The “Roundtable” portion of Sunday’s This Week with Christian Amanpour was so troubling that I feel compelled to bring it to the attention of those I care about. (Note: if you want to skip 20-minutes of McConnell and Clyburn providing their ideology and non-answers to Amanpour’s questions, scroll down to the “Roundtable: Debt Divide” video on the left side of the page).
What’s notable about the Roundtable discussion is that each of the four participants, in their own way, reinforced (and amplified) the concerns I had (and continue to have) when I wrote my May 16 post.
Since May 16, the S&P 500 (NYSEARCA:SPY) has declined by a little more than -4.5%. Notwithstanding the frightening views of the “Roundtable” participants, you might at this point be more worried about further declines than you were last May. But you also might think that, with the 4.5% decline already experienced, you’ve lost the opportunity to move to cash and don’t want to do so now for fear of missing out should the market rally based on, say, unexpectedly strong 2nd quarter earnings reports.
A compromise approach might be to view the ‘journey’ of uncertainty over the next 3 months the same as you might view the uncertainty related to an expensive vacation trip.
You can, in effect, purchase “travel insurance” to mitigate the effects of any “hurricanes” that may occur in the markets over the near term. And with forecasts by Chairman Bernanke of “a stronger second half” for the economy, short-term insurance may well be all that you need.
Here’s how it works.
Say you hold a mutual fund or ETF (like SPY) that closely tracks the S&P 500 index. As of close of market last Friday, SPY was trading at $126.81 a share. You could purchase a put option on SPY with a strike price of $127 that expires on September 16 for $5.02. This would assure that the value of your investment in the S&P 500 would be worth at least $127 on September 16. But you would have paid a 4% ‘insurance premium’ for that protection.

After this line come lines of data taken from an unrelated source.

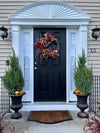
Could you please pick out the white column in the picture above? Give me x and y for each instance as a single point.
(16, 39)
(82, 40)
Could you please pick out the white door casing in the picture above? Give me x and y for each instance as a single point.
(48, 14)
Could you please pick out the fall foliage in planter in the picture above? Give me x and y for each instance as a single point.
(13, 79)
(83, 76)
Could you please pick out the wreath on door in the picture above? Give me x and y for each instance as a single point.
(44, 44)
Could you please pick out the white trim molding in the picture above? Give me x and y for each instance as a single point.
(48, 14)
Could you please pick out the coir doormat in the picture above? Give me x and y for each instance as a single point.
(49, 117)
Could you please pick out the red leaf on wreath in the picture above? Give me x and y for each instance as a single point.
(38, 44)
(53, 54)
(52, 33)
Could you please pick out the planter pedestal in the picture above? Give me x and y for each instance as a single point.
(16, 106)
(82, 105)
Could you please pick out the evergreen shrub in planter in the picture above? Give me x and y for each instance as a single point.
(83, 78)
(14, 83)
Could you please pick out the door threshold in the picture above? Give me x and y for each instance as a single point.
(48, 106)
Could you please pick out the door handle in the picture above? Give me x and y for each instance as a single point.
(35, 68)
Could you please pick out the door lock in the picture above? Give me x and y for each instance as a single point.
(35, 68)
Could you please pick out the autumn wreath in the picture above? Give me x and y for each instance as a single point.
(43, 46)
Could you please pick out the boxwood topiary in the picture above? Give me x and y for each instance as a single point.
(13, 79)
(83, 75)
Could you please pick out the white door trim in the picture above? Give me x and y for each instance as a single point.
(20, 20)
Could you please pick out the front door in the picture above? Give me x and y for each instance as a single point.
(50, 76)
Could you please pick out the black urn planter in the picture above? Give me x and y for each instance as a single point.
(16, 105)
(82, 104)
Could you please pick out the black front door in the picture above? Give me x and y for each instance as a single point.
(50, 76)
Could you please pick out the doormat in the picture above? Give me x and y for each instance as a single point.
(49, 117)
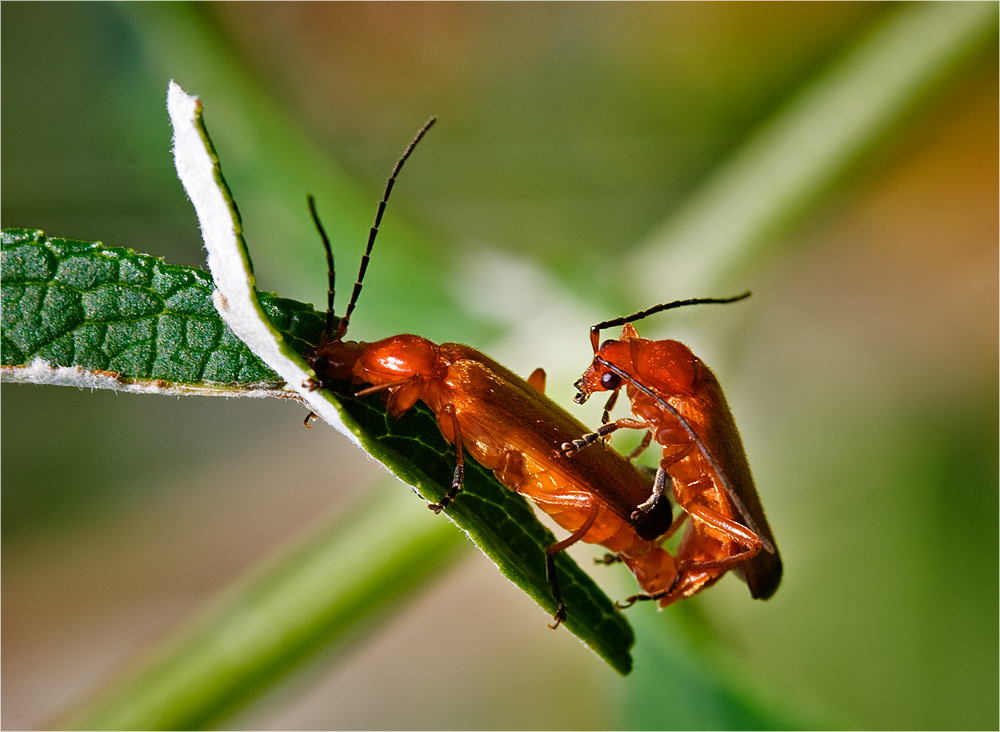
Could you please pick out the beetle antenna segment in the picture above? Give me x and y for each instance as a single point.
(330, 273)
(768, 546)
(342, 328)
(595, 331)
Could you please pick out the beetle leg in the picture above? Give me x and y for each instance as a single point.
(550, 563)
(647, 438)
(659, 491)
(606, 417)
(459, 477)
(568, 448)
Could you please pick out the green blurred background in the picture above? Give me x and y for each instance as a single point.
(863, 372)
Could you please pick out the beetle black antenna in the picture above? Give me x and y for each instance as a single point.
(330, 272)
(595, 331)
(342, 328)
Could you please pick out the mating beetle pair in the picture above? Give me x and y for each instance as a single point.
(539, 450)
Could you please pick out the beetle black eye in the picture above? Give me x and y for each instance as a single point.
(611, 380)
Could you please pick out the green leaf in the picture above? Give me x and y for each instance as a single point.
(129, 317)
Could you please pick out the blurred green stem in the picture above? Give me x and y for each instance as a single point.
(349, 574)
(796, 156)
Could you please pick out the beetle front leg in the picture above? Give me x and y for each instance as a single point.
(459, 477)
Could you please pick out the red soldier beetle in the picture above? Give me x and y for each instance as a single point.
(504, 422)
(678, 401)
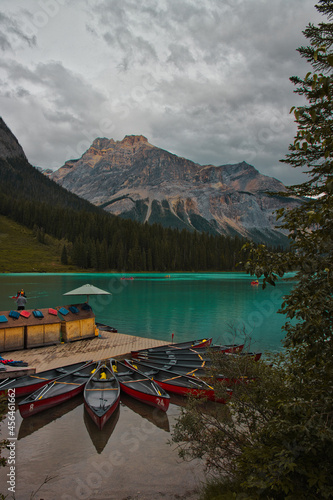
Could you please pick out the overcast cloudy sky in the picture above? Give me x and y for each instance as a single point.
(206, 80)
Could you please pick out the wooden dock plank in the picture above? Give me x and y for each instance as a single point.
(108, 345)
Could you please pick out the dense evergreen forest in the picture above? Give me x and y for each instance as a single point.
(94, 239)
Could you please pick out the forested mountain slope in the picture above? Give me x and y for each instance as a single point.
(93, 238)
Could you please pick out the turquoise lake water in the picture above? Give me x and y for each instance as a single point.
(131, 457)
(188, 305)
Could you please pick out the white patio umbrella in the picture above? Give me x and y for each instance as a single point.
(88, 290)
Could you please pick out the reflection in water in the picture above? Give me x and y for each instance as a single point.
(35, 422)
(154, 415)
(99, 437)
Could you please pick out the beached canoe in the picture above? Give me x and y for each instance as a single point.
(101, 394)
(29, 383)
(60, 390)
(195, 344)
(139, 386)
(174, 382)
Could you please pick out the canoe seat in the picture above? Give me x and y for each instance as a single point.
(152, 372)
(125, 373)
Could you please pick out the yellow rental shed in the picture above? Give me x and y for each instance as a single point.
(11, 332)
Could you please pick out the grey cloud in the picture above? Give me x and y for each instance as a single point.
(11, 34)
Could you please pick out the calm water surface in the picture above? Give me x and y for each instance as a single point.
(131, 457)
(156, 306)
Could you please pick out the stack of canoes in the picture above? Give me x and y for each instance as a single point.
(191, 361)
(149, 378)
(137, 384)
(176, 383)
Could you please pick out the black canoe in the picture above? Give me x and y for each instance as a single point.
(195, 344)
(29, 383)
(139, 386)
(101, 394)
(60, 390)
(194, 361)
(191, 353)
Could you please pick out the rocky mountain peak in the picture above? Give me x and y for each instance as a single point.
(133, 140)
(134, 179)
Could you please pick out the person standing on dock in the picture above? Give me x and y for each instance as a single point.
(21, 301)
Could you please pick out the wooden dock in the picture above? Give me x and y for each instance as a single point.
(106, 345)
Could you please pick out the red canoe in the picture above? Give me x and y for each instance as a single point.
(101, 395)
(139, 386)
(176, 383)
(56, 392)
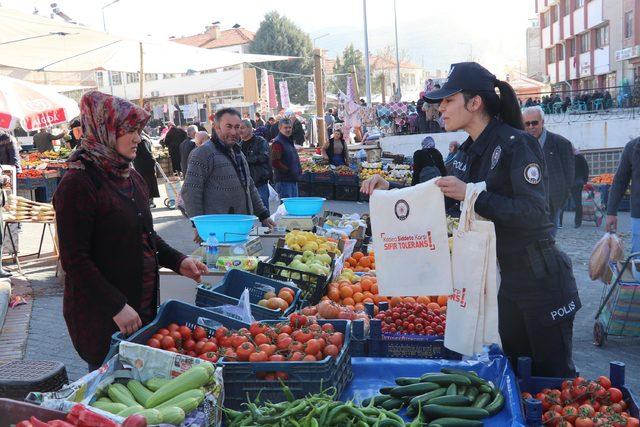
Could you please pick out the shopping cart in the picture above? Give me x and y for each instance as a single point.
(619, 312)
(172, 186)
(592, 209)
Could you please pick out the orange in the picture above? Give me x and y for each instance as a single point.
(346, 292)
(358, 297)
(442, 300)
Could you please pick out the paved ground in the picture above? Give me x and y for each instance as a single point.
(48, 339)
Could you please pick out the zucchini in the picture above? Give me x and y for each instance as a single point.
(193, 378)
(455, 422)
(451, 401)
(482, 400)
(439, 411)
(113, 408)
(423, 398)
(452, 390)
(413, 389)
(120, 394)
(197, 394)
(139, 392)
(496, 404)
(446, 379)
(391, 404)
(130, 411)
(156, 382)
(407, 380)
(172, 415)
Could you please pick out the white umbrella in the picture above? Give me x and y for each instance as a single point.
(34, 106)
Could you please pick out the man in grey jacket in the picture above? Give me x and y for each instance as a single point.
(218, 179)
(628, 169)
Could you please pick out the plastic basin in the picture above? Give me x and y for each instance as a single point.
(229, 228)
(303, 206)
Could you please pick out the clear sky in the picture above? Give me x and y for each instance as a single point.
(433, 32)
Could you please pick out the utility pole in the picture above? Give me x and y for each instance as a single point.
(367, 69)
(317, 68)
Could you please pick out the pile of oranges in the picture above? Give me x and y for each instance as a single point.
(361, 263)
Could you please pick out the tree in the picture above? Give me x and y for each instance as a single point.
(278, 35)
(344, 65)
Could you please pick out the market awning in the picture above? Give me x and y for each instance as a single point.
(37, 43)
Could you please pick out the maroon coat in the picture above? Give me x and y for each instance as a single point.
(101, 252)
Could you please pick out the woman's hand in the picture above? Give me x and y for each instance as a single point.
(452, 187)
(193, 269)
(127, 320)
(376, 182)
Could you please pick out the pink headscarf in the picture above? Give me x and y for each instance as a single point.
(104, 119)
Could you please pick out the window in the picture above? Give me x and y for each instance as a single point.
(133, 77)
(602, 37)
(116, 79)
(584, 43)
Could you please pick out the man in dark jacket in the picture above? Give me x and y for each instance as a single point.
(256, 150)
(581, 178)
(558, 156)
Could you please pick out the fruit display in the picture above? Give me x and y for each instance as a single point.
(309, 262)
(301, 241)
(415, 318)
(584, 403)
(280, 301)
(159, 400)
(447, 398)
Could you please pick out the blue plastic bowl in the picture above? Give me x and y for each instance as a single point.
(303, 206)
(229, 228)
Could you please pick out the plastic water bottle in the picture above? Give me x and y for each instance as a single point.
(212, 250)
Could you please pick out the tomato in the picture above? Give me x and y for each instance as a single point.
(604, 382)
(199, 333)
(167, 343)
(615, 395)
(185, 332)
(258, 356)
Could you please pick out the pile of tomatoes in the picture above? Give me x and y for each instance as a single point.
(413, 318)
(583, 403)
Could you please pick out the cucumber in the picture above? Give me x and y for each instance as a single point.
(413, 389)
(172, 415)
(113, 408)
(446, 379)
(156, 382)
(391, 404)
(423, 398)
(496, 404)
(130, 411)
(440, 411)
(452, 390)
(407, 380)
(455, 422)
(482, 400)
(451, 401)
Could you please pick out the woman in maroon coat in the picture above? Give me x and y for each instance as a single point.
(108, 247)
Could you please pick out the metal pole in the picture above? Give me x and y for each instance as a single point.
(395, 20)
(367, 72)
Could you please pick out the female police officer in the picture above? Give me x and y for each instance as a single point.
(538, 297)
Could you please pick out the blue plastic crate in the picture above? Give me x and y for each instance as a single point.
(407, 346)
(533, 385)
(240, 378)
(229, 290)
(182, 314)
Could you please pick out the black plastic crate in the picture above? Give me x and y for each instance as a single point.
(229, 290)
(323, 190)
(347, 193)
(241, 382)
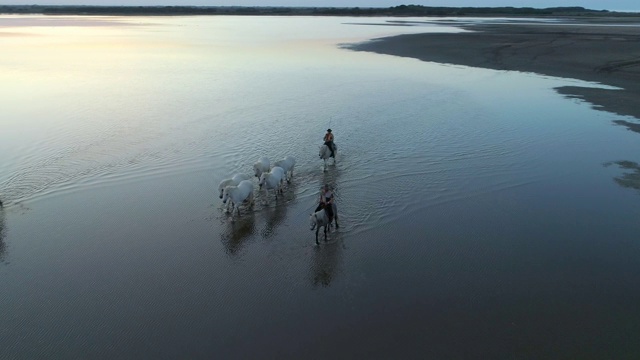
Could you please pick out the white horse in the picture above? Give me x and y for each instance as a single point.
(272, 180)
(325, 153)
(261, 166)
(235, 180)
(238, 194)
(287, 164)
(320, 219)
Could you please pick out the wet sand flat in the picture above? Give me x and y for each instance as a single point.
(605, 51)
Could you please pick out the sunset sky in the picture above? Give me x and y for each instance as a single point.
(620, 5)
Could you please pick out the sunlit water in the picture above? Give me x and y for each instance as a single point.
(479, 218)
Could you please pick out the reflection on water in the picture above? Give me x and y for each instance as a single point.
(628, 179)
(466, 182)
(326, 260)
(631, 126)
(238, 232)
(3, 245)
(274, 216)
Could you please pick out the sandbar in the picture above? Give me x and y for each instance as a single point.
(605, 51)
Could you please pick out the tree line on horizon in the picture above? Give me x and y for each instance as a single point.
(400, 10)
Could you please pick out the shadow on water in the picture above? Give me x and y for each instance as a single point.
(629, 125)
(274, 216)
(238, 232)
(628, 179)
(326, 260)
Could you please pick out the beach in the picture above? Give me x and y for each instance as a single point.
(482, 215)
(606, 51)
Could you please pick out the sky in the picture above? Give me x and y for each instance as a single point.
(614, 5)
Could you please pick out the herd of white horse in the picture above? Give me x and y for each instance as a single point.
(239, 189)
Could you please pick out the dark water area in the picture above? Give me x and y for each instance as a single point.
(482, 214)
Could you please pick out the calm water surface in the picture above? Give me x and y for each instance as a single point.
(482, 213)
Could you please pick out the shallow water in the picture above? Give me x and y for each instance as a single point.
(480, 212)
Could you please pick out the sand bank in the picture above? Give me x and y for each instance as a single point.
(607, 52)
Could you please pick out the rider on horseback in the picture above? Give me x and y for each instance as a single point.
(328, 140)
(326, 201)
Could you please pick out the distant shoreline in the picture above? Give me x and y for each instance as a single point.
(400, 11)
(593, 52)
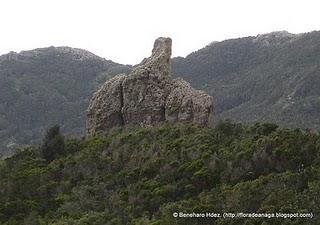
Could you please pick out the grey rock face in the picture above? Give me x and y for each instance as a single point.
(148, 96)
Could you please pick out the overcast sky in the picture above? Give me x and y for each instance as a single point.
(124, 30)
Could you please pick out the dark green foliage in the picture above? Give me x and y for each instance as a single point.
(53, 144)
(271, 78)
(141, 176)
(47, 86)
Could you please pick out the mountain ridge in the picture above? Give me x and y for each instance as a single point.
(250, 80)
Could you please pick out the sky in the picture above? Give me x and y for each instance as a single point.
(124, 30)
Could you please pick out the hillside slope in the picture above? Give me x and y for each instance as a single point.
(142, 176)
(273, 77)
(47, 86)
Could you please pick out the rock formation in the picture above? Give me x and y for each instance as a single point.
(148, 96)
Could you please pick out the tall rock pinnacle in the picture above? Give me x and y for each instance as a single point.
(148, 96)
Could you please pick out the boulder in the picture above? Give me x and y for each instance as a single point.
(148, 96)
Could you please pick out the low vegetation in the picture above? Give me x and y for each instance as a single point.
(143, 175)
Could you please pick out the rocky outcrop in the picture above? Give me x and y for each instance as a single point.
(148, 96)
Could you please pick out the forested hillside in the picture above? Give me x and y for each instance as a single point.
(142, 176)
(47, 86)
(273, 77)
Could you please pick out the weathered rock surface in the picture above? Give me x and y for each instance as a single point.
(148, 96)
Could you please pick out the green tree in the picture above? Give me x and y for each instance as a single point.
(53, 144)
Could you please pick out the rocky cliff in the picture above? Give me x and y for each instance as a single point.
(148, 96)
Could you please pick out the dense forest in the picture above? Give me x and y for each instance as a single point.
(266, 78)
(143, 175)
(47, 86)
(273, 77)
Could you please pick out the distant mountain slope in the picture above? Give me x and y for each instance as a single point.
(273, 77)
(47, 86)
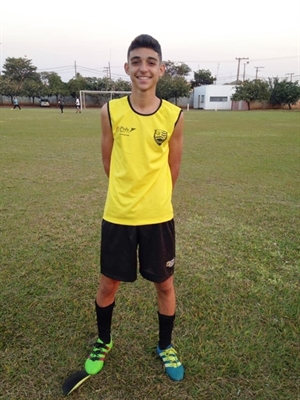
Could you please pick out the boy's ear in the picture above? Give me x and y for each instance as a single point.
(162, 69)
(126, 68)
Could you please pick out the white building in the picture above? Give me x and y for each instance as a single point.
(213, 97)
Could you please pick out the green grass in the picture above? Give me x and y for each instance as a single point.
(237, 272)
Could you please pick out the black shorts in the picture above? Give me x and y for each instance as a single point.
(124, 247)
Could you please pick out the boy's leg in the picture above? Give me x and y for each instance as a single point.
(104, 309)
(166, 315)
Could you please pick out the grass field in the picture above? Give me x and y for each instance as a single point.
(237, 272)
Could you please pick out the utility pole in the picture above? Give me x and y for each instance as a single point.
(291, 75)
(107, 70)
(239, 63)
(244, 74)
(257, 68)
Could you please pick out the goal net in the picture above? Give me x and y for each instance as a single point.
(96, 98)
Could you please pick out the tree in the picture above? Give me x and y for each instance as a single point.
(284, 92)
(172, 87)
(77, 84)
(249, 91)
(176, 69)
(53, 85)
(202, 77)
(17, 70)
(8, 87)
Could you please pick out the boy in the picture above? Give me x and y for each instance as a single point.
(142, 138)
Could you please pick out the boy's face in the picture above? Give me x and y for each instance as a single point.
(144, 68)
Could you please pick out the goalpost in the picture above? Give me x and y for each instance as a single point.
(83, 93)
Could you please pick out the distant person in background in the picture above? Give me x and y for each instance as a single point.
(16, 103)
(61, 104)
(77, 102)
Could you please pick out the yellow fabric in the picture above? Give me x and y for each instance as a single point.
(140, 184)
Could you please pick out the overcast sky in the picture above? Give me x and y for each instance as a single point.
(94, 35)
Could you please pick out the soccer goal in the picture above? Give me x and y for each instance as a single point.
(96, 98)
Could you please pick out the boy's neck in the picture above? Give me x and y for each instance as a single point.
(144, 102)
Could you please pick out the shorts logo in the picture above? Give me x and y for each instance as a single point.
(171, 263)
(160, 136)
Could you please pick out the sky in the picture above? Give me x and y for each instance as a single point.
(91, 37)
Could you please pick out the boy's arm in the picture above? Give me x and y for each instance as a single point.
(106, 140)
(175, 149)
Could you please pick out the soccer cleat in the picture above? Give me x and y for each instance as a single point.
(173, 367)
(95, 362)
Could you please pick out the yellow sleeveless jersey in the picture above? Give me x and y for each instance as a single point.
(140, 183)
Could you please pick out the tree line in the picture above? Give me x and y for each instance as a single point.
(20, 78)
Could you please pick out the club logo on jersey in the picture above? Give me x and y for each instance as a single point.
(160, 136)
(123, 130)
(170, 263)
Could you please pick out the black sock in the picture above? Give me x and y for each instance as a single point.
(166, 324)
(104, 317)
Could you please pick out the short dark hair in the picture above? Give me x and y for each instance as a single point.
(147, 41)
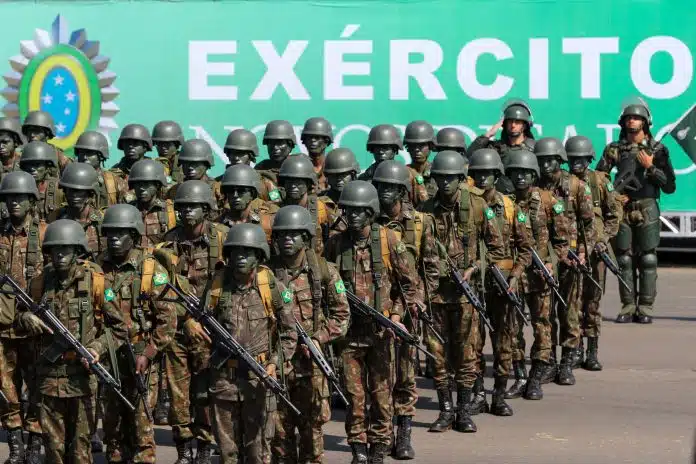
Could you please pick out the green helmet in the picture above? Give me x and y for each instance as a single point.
(93, 140)
(550, 146)
(450, 138)
(18, 182)
(484, 159)
(167, 131)
(579, 146)
(341, 160)
(39, 151)
(194, 191)
(40, 119)
(147, 170)
(242, 140)
(65, 232)
(384, 134)
(79, 176)
(522, 159)
(419, 132)
(123, 216)
(297, 167)
(448, 162)
(279, 130)
(12, 126)
(135, 132)
(393, 172)
(359, 193)
(196, 150)
(247, 235)
(241, 175)
(317, 126)
(294, 217)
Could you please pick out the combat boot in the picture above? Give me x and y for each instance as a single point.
(520, 384)
(404, 449)
(565, 372)
(359, 453)
(463, 422)
(445, 420)
(534, 391)
(591, 361)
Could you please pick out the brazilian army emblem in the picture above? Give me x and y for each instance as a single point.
(63, 73)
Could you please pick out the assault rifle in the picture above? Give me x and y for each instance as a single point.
(64, 340)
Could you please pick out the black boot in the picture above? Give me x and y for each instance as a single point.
(359, 453)
(498, 405)
(565, 372)
(520, 384)
(463, 421)
(534, 391)
(16, 446)
(591, 361)
(404, 449)
(446, 418)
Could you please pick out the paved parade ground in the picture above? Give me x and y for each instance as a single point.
(639, 409)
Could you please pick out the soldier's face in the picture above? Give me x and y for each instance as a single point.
(91, 157)
(119, 241)
(239, 197)
(18, 204)
(484, 179)
(63, 257)
(278, 150)
(419, 151)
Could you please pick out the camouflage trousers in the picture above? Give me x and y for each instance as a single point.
(570, 283)
(68, 425)
(369, 370)
(591, 296)
(310, 395)
(17, 365)
(459, 326)
(186, 360)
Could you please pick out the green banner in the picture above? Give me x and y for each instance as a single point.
(216, 66)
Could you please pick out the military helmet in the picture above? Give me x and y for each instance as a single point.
(194, 191)
(241, 175)
(123, 216)
(18, 182)
(448, 162)
(135, 132)
(485, 159)
(359, 193)
(297, 167)
(340, 160)
(579, 146)
(93, 140)
(12, 126)
(79, 176)
(384, 134)
(167, 131)
(522, 159)
(147, 170)
(242, 140)
(65, 232)
(294, 217)
(247, 235)
(196, 150)
(39, 151)
(40, 119)
(419, 132)
(550, 146)
(393, 172)
(450, 138)
(279, 130)
(317, 126)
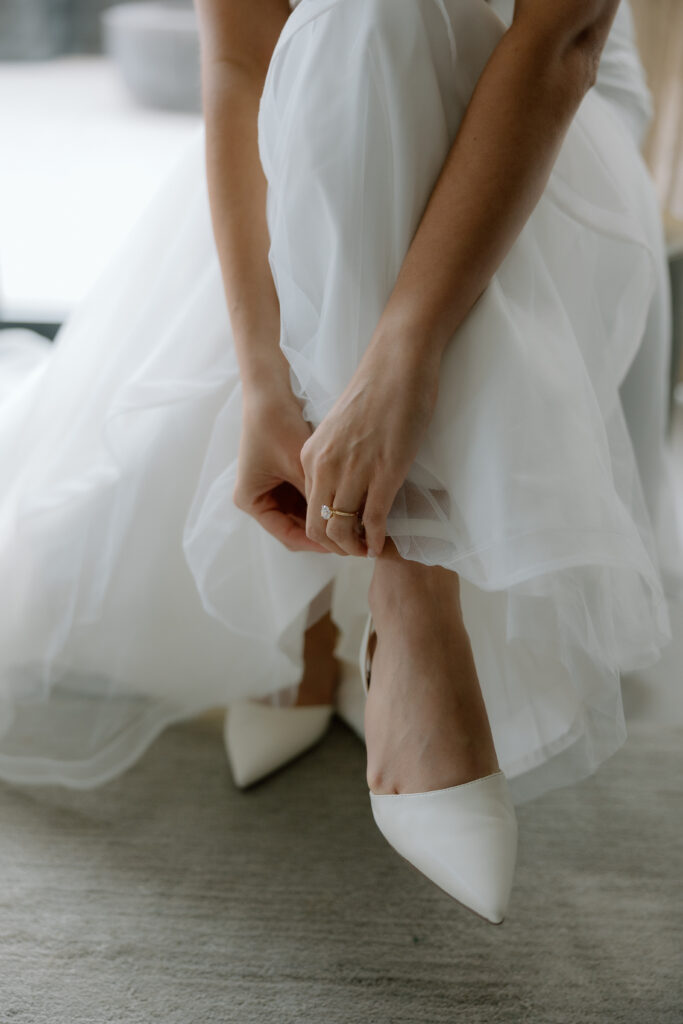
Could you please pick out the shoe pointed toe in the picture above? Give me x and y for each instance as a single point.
(464, 839)
(259, 737)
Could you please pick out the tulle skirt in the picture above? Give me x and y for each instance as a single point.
(135, 593)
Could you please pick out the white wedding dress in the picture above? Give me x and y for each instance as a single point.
(134, 593)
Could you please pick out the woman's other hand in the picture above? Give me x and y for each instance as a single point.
(361, 452)
(270, 481)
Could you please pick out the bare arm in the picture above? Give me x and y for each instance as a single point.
(238, 38)
(498, 166)
(493, 177)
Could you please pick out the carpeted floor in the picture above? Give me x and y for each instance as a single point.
(168, 896)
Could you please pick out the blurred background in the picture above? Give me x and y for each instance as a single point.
(99, 98)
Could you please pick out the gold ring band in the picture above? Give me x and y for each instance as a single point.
(327, 512)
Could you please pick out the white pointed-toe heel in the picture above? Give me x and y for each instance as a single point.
(260, 737)
(464, 838)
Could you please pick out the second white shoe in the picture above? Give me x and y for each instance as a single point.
(463, 838)
(260, 737)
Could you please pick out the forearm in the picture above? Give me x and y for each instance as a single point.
(237, 42)
(493, 177)
(237, 192)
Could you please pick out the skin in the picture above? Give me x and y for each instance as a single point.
(438, 733)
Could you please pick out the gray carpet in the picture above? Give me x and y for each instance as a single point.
(170, 896)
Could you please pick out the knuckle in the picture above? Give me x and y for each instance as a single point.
(373, 518)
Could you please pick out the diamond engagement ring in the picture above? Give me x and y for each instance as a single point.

If that seems too hefty of a price, you could reduce the level of ‘insurance’ by simultaneously selling a September 16 put with striking price of, say, 114 for $1.55. This would protect you from a 10% decline in the S&P 500 between now and September, with a net cost of $5.02 – $1.55 = $3.47. This equates to about a 2.7% premium for the travel insurance to get you through September.
If the stock market rallies, you will participate in the gain. If not, your loss will be 2.7% plus any decline beyond 10% in the market.
The strategy of buying a put and simultaneously selling a lower strike put with the same expiration date is known as a “bear put spread” in the trade. It is a way to offer protection for an investor that is bearish in the short term but bullish in the long term.
This pretty much describes my sentiments and approach in managing client accounts over the summer.
Would it be worth a couple of percent to you to invest in this type of ‘travel insurance?’ It all depends, I suppose, on how bad you expect the weather to get….
Full Disclosure: I hold both long and short positions in SPY at the time of this writing.